Update : Jan. 04, 2010
During auction trading, priority among orders is decided on two principles, price and time priority, to ensure that all orders are handled equally and that transactions proceed smoothly.
The following table illustrates how these two principles work together.
| Offer (sell) | Price | Bids (buy) |
| A300(5) C400(4) | 502 | |
| D1,000(3) E900(2) F500(1) | 501 | |
| 500 | H8,000(1) B100(2) J400(3) | |
| 499 | K100(4) A15,000(5) | |
|
late |
early |
Note:
Numerals - number of shares ordered
Numerals in brackets - order of priority
Alphabet - securities company identifier
Thus although there are sell orders at both 501 yen and 502 yen, those at 501 yen take precedence as a result of price priority. Of the three orders at 501 yen, Trading Participant F's order takes precedence, followed by Trading Participant E and then Trading Participant D, as a result of time priority. These are then followed by the orders at 502 yen, with Trading Participant C's order taking precedence over Trading Participant A's order.

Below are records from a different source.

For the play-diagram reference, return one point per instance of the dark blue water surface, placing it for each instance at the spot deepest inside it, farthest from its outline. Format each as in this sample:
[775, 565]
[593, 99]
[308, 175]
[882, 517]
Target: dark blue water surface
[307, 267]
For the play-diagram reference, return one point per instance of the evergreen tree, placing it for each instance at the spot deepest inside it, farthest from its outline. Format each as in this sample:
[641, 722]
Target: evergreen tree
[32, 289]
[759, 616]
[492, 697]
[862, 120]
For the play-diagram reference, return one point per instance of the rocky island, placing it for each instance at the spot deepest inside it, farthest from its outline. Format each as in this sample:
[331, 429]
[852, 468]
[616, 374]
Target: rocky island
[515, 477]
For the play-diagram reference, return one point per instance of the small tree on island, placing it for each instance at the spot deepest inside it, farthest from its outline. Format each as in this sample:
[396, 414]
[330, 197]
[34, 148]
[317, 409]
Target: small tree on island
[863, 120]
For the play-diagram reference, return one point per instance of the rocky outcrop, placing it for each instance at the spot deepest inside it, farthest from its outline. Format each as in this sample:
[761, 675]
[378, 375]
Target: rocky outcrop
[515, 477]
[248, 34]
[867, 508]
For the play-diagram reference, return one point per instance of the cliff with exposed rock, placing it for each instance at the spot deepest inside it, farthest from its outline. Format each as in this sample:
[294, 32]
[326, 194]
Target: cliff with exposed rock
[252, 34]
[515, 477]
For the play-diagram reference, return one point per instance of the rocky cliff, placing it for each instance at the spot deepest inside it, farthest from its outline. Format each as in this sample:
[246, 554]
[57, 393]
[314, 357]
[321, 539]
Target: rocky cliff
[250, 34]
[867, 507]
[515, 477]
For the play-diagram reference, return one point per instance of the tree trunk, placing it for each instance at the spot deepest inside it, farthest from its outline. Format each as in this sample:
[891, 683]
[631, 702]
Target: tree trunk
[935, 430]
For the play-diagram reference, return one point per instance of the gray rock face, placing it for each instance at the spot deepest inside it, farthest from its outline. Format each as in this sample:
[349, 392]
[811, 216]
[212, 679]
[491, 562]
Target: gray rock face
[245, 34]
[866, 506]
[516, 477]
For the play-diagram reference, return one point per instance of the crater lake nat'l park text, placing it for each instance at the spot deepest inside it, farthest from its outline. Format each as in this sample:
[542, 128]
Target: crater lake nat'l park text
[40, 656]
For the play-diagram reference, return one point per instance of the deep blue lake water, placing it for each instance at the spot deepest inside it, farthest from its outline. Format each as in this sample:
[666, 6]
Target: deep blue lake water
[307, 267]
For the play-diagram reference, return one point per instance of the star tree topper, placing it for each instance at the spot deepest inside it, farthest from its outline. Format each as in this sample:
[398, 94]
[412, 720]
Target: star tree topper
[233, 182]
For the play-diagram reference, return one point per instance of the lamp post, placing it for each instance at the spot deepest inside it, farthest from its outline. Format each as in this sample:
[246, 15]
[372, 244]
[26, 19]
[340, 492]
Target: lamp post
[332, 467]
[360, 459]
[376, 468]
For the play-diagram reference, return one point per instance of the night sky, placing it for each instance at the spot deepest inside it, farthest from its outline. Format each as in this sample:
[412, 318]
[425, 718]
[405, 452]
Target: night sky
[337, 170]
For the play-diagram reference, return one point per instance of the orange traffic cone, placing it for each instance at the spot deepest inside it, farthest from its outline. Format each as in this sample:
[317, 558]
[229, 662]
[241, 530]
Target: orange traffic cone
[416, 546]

Looking at the buy side, we can see that there are orders at 499 yen and 500 yen. In this case the orders at 500 yen take precedence due to price priority. Of the three orders at 500 yen, Trading Participant H's order takes precedence, followed by Trading Participant B and then Trading Participant J, as a result of time priority.
Thus each offer and bid is individually prioritised and executed accordingly.